Dies trifft zusammen mit einer ökonomisch-fiskalischen Krise des Steuerstaates. Die sozialen Sicherungssysteme sind bis an die Grenze belastet, und wenn das soziale Netz in den kommenden Jahren nicht reißen soll, müssen weitere erhebliche Einschnitte in den sozialen Besitzstand der Armen gemacht werden. Als neuer sozialpolitischer Grundkonsens drängt sich förmlich auf, „... daß die großorganisatorischen Systeme der sozialen Sicherung elementare Bedürftigkeiten nicht oder nicht mehr erreichen, und daß deshalb die lebensweltlichen, vormarktlichen und vor-staatlichen Hilfeformen, nämlich Eigeninitiative, Selbsthilfe und Selbstverantwortung, gestärkt werden müßten" Das wiedererwachte Interesse der Politik an den Selbstorganisationen scheint von diesem Grundkonsens getragen. Bei genauerem Hinsehen wird jedoch eine hohe Selektivität dieses Interesses deutlich. Drei Beispiele seien angeführt:

— In den kostenintensiven sozialen Leistungsbereichen werden nicht-ökonomische Selbsthilfegruppen zur Entlastung öffentlicher Haushalte genutzt. Dabei werden Arbeitsplätze im formellen Sektor abgebaut, ohne einen entsprechenden Ausgleich im informellen zu schaffen. Im gleichen Zuge werden sozialstaatliche Leistungen für die Armen gestrichen; das in Selbsthilfe-und Widerspiuchsgruppen vorhandene Protestpotential wird durch die Gruppenförderung teilweise gebunden

— Parallel dazu werden die ohnehin stagnierenden Widerspruchsaktivitäten staatlicherseits erschwert. So plant die Bundesregierung, die Bürgerbeteiligung bei der Genehmigung von Atomanlagen ebenso wie in Sanierungsgebieten einzuschränken und das Demonstrationsrecht so zu verschärfen, daß die gezielte Regelverletzung als bislang wirksamstes Mittel der Widerspruchsgruppen kriminalisiert wird.

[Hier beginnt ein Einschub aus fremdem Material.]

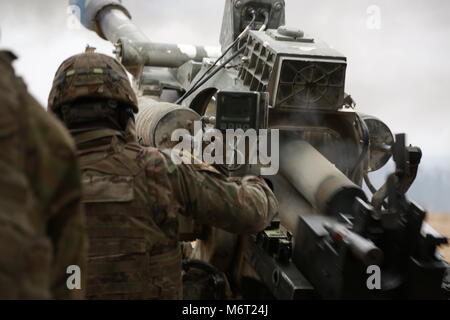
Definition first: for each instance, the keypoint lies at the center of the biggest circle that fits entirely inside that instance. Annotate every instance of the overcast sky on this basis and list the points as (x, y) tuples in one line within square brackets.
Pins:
[(399, 72)]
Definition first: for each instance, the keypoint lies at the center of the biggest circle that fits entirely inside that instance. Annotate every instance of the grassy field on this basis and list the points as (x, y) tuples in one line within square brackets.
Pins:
[(441, 222)]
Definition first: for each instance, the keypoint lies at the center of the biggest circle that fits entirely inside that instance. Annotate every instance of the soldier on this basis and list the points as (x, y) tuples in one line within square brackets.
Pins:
[(41, 220), (134, 196)]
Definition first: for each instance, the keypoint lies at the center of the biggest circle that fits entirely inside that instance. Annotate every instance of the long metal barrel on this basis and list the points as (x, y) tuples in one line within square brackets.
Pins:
[(112, 21), (318, 180)]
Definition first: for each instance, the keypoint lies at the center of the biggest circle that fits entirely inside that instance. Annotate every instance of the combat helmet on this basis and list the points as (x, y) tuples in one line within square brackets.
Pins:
[(91, 75)]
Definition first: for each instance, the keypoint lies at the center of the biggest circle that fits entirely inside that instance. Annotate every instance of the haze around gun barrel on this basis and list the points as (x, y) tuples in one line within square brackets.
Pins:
[(112, 21)]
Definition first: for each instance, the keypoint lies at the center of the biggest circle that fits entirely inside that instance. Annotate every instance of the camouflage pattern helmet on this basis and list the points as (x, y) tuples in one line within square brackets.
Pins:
[(91, 74)]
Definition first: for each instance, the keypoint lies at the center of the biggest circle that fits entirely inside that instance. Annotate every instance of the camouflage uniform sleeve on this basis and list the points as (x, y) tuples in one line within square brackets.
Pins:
[(55, 178), (238, 205)]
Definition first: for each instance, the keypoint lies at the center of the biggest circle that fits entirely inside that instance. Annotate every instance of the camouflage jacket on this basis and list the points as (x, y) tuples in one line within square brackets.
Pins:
[(41, 218), (134, 197)]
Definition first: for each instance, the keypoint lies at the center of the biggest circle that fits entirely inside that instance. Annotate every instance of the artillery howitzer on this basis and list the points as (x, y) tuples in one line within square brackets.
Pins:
[(328, 235)]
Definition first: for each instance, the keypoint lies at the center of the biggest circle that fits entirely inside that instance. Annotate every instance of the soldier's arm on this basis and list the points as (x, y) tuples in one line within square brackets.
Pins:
[(56, 179), (238, 205)]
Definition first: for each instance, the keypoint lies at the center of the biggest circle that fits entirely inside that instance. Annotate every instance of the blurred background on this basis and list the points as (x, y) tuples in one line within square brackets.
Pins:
[(398, 59)]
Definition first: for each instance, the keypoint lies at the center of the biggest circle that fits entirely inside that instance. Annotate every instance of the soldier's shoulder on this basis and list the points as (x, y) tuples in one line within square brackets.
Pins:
[(54, 134)]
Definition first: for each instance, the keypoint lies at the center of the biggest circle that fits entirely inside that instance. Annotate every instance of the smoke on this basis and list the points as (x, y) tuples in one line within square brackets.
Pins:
[(398, 67)]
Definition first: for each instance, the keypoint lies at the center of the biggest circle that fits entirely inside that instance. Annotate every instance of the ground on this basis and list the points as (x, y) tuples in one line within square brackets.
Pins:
[(441, 222)]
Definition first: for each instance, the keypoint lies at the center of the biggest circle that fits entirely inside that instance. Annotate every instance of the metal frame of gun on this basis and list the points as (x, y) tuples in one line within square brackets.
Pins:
[(331, 254)]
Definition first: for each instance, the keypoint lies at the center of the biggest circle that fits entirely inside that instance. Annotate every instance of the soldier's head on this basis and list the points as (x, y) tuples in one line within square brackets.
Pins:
[(92, 89)]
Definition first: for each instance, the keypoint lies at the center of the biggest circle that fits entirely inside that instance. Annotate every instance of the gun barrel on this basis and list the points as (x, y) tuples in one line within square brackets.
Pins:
[(319, 181), (112, 21)]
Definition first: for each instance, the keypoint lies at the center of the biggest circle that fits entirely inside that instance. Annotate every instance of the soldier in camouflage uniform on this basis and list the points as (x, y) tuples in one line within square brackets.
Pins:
[(134, 196), (41, 220)]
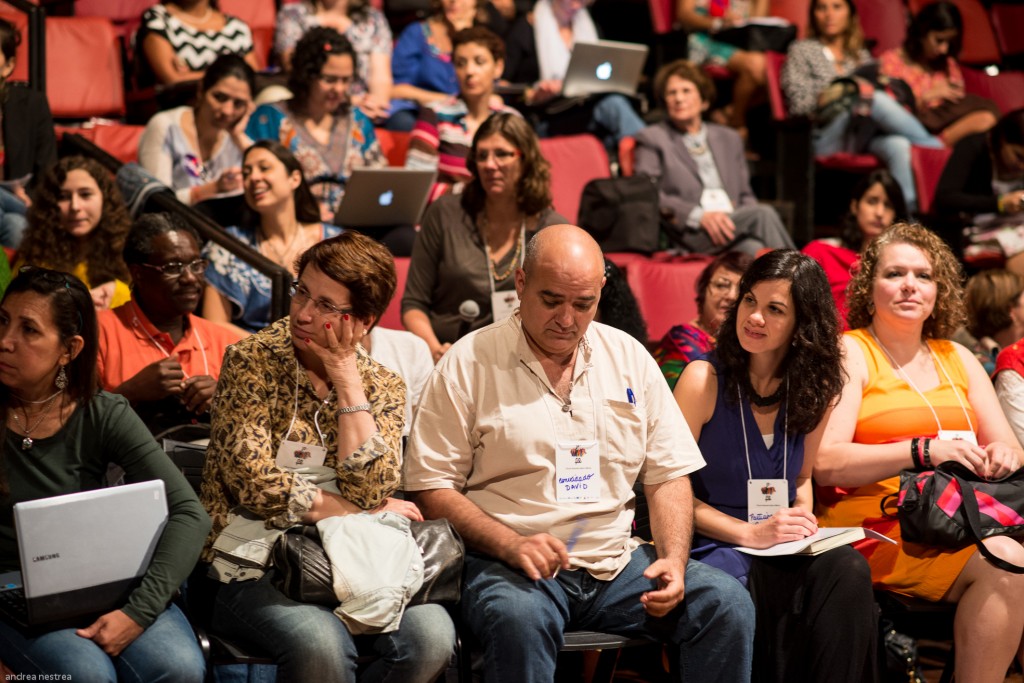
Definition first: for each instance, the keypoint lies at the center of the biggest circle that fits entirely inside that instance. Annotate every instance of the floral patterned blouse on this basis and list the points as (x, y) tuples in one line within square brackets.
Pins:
[(326, 167), (371, 35), (256, 396)]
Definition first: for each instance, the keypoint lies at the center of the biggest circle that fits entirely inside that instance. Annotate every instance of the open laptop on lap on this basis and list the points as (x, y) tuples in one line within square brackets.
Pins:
[(81, 554), (382, 197), (604, 66)]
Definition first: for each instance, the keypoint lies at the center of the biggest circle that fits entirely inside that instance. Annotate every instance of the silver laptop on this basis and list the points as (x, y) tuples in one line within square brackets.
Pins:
[(605, 66), (380, 197), (82, 554)]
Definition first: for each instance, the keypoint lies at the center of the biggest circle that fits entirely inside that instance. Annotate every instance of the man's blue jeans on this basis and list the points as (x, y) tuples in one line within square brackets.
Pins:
[(166, 652), (898, 129), (520, 623), (310, 643)]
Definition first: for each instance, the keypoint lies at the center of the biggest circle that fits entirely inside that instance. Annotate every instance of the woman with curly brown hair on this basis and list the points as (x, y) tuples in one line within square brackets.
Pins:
[(757, 406), (78, 224), (460, 278), (915, 400)]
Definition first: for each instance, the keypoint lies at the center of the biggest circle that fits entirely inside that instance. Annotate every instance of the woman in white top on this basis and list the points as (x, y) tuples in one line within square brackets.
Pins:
[(197, 151)]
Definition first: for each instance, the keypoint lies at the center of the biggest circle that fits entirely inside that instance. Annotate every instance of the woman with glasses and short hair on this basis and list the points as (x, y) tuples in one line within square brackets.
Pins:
[(469, 246), (306, 383), (318, 125), (282, 222), (153, 350)]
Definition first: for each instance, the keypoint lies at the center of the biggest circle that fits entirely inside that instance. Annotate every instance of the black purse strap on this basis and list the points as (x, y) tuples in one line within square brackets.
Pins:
[(969, 503)]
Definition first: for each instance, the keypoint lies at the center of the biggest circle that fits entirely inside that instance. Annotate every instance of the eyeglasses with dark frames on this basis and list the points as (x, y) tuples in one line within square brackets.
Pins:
[(175, 269), (300, 295)]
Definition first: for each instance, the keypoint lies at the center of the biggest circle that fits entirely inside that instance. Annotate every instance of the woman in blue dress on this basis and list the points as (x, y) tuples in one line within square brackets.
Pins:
[(281, 221), (757, 407)]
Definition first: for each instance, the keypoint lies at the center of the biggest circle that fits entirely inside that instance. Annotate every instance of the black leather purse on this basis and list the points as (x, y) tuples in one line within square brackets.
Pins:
[(303, 570)]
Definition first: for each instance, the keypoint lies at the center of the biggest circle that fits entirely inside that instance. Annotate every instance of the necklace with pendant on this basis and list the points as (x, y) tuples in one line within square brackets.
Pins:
[(27, 442)]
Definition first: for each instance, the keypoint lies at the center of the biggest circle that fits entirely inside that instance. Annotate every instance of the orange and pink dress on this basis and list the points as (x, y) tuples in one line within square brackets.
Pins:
[(893, 411)]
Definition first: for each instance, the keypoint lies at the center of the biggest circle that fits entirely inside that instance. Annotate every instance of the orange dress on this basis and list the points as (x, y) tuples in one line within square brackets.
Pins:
[(892, 411)]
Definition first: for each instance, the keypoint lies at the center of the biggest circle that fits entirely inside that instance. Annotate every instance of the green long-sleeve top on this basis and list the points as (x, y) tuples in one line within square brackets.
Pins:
[(107, 430)]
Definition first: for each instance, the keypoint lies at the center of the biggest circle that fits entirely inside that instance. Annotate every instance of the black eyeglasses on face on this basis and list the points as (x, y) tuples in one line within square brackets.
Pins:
[(300, 295), (175, 269)]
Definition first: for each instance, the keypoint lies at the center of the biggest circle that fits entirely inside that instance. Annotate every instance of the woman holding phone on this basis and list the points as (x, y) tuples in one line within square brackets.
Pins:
[(197, 151)]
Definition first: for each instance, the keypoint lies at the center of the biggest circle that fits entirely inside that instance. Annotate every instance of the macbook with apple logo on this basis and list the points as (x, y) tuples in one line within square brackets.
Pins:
[(604, 66), (381, 197)]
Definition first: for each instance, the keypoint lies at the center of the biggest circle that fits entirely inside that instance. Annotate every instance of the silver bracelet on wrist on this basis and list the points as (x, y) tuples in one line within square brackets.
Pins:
[(355, 409)]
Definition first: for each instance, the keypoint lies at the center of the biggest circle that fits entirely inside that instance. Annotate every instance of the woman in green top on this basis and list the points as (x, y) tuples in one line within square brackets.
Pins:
[(59, 433)]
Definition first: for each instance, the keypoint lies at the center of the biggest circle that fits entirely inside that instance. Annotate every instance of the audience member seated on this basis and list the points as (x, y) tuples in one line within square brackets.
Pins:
[(444, 130), (30, 146), (306, 383), (538, 49), (877, 204), (835, 50), (915, 400), (927, 62), (153, 350), (406, 354), (366, 29), (778, 369), (718, 289), (78, 223), (545, 397), (460, 276), (619, 307), (61, 435), (700, 170), (702, 18), (421, 65), (179, 39), (318, 125), (994, 313), (984, 180), (197, 151), (282, 220)]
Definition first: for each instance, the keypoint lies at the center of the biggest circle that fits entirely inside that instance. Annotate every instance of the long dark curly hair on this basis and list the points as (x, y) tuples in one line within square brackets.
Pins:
[(310, 54), (949, 311), (534, 190), (45, 242), (813, 366)]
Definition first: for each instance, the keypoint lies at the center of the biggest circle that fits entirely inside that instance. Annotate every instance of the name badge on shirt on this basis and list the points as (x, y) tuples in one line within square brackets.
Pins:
[(503, 304), (292, 455), (765, 498), (716, 200), (578, 476), (957, 435)]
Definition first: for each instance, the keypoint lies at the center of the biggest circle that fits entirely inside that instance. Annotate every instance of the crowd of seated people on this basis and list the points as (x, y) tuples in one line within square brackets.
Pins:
[(520, 335)]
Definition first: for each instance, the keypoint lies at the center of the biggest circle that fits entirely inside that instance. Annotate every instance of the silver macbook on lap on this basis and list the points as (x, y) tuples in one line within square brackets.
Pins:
[(82, 554), (380, 197), (605, 66)]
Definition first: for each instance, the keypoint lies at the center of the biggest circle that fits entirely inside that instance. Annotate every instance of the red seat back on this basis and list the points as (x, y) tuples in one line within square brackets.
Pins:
[(1008, 23), (797, 12), (979, 40), (576, 160), (394, 145), (773, 77), (666, 291), (627, 163), (884, 22), (391, 318), (83, 68), (927, 164)]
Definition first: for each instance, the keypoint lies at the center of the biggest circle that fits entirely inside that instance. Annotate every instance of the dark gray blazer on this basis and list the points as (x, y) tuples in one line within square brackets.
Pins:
[(660, 154)]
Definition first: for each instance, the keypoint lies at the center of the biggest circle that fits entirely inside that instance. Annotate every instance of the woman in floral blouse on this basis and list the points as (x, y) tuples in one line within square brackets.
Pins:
[(305, 388)]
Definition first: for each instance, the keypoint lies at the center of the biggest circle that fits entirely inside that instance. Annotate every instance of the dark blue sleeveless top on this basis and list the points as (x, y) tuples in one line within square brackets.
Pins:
[(722, 483)]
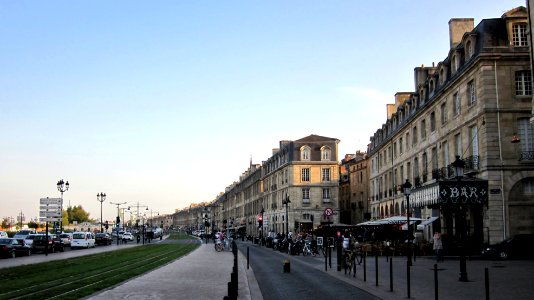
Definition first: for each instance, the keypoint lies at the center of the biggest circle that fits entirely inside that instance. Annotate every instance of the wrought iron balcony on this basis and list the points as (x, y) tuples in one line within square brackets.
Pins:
[(526, 155), (472, 163)]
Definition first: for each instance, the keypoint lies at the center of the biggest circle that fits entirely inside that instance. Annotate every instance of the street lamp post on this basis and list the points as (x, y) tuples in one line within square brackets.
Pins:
[(286, 203), (100, 197), (62, 186), (118, 218), (137, 221), (261, 225), (407, 186), (458, 166)]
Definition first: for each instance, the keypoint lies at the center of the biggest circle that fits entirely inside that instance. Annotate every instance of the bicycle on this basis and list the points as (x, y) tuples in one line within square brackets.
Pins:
[(306, 250), (219, 246), (358, 254)]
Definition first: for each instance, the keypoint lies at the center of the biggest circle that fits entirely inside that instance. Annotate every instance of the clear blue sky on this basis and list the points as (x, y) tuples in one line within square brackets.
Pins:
[(163, 103)]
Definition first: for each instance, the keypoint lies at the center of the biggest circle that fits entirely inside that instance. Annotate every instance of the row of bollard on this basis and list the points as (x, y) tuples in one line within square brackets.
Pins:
[(233, 285), (408, 283)]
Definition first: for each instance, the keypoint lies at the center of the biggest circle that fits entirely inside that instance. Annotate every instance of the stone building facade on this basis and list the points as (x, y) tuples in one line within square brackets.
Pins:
[(305, 171), (475, 104), (353, 189)]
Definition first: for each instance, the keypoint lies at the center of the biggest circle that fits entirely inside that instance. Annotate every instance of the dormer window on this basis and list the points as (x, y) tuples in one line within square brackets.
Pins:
[(468, 50), (519, 34), (325, 153), (305, 152)]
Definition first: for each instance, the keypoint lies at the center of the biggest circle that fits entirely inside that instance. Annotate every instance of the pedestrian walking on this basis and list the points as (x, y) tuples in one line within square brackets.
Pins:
[(438, 246)]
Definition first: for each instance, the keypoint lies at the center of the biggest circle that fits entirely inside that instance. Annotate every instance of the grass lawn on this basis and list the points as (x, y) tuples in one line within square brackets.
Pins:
[(78, 277)]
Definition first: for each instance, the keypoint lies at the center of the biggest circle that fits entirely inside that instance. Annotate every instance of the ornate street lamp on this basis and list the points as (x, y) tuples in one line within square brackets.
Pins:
[(118, 218), (261, 225), (286, 203), (100, 197), (407, 188), (62, 186), (458, 166)]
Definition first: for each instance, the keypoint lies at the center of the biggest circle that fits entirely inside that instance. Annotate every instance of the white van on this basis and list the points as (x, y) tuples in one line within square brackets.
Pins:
[(82, 240)]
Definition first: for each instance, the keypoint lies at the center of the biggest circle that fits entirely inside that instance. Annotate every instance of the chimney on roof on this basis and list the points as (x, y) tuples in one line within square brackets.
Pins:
[(458, 27)]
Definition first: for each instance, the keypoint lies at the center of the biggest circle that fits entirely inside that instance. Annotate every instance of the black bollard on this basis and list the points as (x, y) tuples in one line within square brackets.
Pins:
[(365, 267), (326, 263), (436, 281), (230, 291), (354, 264), (376, 269), (391, 275), (330, 257), (344, 262), (408, 277), (486, 282)]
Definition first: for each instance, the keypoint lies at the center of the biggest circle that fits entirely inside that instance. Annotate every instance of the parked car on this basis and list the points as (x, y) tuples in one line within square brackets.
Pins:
[(127, 236), (519, 246), (66, 238), (42, 241), (82, 240), (10, 247), (103, 239), (26, 249), (23, 233)]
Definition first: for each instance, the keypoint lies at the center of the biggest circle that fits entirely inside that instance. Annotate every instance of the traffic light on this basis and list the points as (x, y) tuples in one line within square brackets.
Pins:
[(260, 220)]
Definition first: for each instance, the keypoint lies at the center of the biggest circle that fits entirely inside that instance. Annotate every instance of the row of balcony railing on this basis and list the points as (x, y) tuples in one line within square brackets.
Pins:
[(472, 164)]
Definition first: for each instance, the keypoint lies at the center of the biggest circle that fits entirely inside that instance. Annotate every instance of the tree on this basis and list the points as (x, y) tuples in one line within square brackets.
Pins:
[(5, 223), (65, 218), (33, 225)]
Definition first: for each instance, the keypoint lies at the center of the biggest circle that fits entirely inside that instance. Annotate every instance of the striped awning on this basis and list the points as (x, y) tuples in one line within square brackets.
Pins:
[(450, 192)]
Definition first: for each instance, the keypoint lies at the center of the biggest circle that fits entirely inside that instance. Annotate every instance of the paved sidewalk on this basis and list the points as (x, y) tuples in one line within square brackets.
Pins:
[(507, 279), (202, 274)]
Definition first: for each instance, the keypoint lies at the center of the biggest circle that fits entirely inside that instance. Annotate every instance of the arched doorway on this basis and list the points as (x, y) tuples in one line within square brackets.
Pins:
[(521, 207)]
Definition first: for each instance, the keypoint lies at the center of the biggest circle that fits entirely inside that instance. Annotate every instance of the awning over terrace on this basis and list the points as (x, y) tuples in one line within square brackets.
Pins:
[(426, 222), (451, 192), (396, 220)]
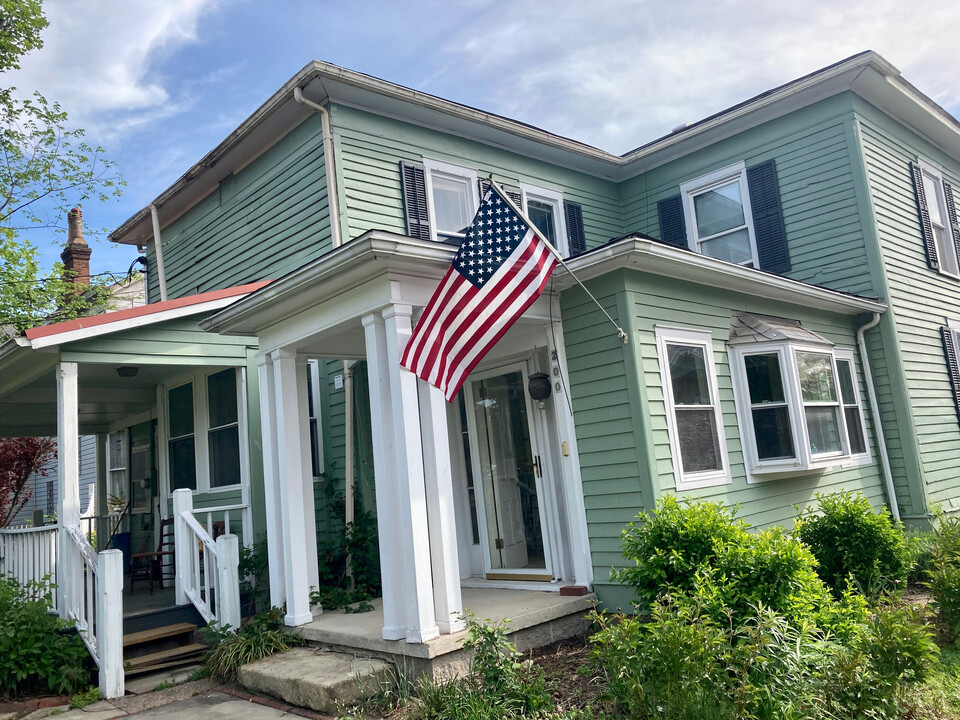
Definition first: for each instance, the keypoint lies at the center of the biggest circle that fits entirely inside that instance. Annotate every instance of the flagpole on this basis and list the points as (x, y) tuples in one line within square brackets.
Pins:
[(556, 254)]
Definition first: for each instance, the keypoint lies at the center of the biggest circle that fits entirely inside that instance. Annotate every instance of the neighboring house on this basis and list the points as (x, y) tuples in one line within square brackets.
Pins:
[(785, 270)]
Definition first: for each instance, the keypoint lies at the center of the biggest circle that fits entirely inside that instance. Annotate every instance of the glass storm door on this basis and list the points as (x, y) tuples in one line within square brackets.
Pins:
[(509, 470)]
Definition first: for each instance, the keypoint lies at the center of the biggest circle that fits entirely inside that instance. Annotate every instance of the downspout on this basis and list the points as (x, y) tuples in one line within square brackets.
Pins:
[(333, 204), (158, 249), (875, 413)]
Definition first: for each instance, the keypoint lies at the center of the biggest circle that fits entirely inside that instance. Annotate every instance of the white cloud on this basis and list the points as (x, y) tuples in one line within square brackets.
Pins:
[(617, 74), (98, 59)]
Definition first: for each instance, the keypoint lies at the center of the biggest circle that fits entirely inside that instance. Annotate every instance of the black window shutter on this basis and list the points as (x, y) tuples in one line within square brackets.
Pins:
[(952, 215), (673, 230), (573, 213), (926, 227), (512, 192), (414, 183), (953, 365), (768, 217)]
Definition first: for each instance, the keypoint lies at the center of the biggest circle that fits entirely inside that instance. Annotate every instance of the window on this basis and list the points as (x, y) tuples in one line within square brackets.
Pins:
[(452, 198), (544, 209), (203, 432), (799, 406), (182, 444), (718, 216), (852, 406), (313, 408), (935, 196), (694, 420), (223, 435)]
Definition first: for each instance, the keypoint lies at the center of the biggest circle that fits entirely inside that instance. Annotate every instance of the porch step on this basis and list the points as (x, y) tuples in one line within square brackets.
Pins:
[(318, 679), (164, 659)]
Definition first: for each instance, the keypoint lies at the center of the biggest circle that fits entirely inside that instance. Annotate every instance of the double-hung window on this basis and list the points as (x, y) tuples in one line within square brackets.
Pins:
[(799, 406), (718, 216), (452, 198), (935, 199), (694, 420)]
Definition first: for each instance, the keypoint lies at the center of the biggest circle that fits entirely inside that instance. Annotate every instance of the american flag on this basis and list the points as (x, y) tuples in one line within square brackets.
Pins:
[(501, 268)]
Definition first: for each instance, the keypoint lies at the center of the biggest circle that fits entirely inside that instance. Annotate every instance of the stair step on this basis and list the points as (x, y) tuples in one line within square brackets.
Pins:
[(166, 631), (164, 658)]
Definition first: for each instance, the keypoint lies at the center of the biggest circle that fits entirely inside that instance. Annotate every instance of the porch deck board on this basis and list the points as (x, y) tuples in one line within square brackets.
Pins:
[(522, 608)]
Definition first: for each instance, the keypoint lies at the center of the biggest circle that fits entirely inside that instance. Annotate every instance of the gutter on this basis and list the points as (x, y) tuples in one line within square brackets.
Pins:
[(875, 414)]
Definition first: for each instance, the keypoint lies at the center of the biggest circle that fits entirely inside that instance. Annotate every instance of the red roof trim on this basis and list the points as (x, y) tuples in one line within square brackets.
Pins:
[(142, 311)]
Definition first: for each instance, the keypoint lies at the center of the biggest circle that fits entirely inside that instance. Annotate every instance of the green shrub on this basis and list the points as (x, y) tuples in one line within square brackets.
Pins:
[(38, 651), (259, 637), (849, 539), (499, 685)]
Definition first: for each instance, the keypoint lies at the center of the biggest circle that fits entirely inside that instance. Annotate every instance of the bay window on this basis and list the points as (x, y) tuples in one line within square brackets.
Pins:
[(799, 406)]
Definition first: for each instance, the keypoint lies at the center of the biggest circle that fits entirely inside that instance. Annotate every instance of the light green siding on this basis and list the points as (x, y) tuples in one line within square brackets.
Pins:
[(262, 222), (372, 146), (921, 301), (817, 190)]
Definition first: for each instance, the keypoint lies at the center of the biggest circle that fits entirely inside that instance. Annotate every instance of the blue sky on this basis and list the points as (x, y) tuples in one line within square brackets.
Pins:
[(159, 83)]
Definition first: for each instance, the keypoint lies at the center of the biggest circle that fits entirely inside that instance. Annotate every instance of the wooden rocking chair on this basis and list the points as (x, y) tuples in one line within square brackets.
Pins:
[(148, 566)]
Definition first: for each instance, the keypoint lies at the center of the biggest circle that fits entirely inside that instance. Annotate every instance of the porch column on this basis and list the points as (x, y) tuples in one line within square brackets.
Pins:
[(271, 482), (408, 455), (69, 581), (294, 506), (438, 479), (388, 526), (306, 473)]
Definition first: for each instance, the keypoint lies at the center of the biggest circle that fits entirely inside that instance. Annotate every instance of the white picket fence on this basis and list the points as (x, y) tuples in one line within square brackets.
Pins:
[(30, 554), (206, 569)]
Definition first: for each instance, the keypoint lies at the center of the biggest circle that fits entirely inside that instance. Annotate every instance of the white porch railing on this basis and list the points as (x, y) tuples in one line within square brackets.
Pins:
[(30, 554), (206, 569), (91, 590)]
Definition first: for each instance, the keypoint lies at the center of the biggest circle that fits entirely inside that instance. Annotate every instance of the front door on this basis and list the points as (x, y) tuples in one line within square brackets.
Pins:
[(505, 454)]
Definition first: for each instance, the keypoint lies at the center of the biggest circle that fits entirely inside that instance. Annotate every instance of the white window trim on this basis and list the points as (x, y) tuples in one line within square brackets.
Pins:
[(804, 460), (313, 367), (433, 167), (935, 172), (555, 199), (704, 339), (201, 430), (848, 355), (722, 176)]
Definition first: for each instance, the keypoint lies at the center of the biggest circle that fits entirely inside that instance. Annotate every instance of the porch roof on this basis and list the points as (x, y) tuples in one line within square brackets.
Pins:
[(377, 252), (160, 341)]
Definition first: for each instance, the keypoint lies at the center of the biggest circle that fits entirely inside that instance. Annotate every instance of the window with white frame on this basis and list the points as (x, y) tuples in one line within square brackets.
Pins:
[(313, 408), (933, 191), (799, 406), (718, 216), (452, 199), (544, 208), (852, 405), (694, 420), (203, 432)]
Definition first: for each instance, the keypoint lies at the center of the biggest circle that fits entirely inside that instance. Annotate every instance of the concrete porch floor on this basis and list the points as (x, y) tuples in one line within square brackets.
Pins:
[(535, 619)]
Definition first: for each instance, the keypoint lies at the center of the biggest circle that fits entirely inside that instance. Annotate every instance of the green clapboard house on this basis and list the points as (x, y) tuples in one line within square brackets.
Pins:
[(786, 272)]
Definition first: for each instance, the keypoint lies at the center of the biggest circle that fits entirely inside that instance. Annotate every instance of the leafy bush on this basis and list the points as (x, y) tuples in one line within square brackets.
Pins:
[(849, 539), (944, 574), (259, 637), (499, 685), (38, 651)]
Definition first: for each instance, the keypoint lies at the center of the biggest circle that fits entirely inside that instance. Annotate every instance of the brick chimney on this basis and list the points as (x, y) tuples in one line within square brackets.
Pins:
[(76, 256)]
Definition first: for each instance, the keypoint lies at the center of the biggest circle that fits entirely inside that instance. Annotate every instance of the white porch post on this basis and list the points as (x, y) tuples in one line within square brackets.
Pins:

— ökonomische Selbsthilfeprojekte werden dann gefördert, wenn sie bei Entlastung der Staatskasse arbeitsmarkt-und konjunkturpolitisch wirksam sind. Während die Sozialdemokraten die neuen Genossenschaftsprojekte in den gesellschaftlichen Solidarpakt einbinden möchten (konkret die Einhaltung von Tarifen, Arbeitszeit-und Arbeitsschutzregelungen zur Förderungsvoraussetzung machen), beabsichtigen die Christdemokraten die Integration mit entgegengesetzten Mitteln: Ausgewählte alternativ-ökonomische Betriebe sollen mit den „Neuen Selbständigen" in ein Programm für Mittelstandsförderung zusammengefaßt werden, bei Lockerung arbeitsrechtlicher Bestimmungen

Der antisystemische Protest droht im Rahmen selektiver Förderungs-und Benachteiligungsmaßnahmen als zusätzliche Handlungsressource und Legitimationsquelle für eine Politik der Systemausweitung genutzt zu werden.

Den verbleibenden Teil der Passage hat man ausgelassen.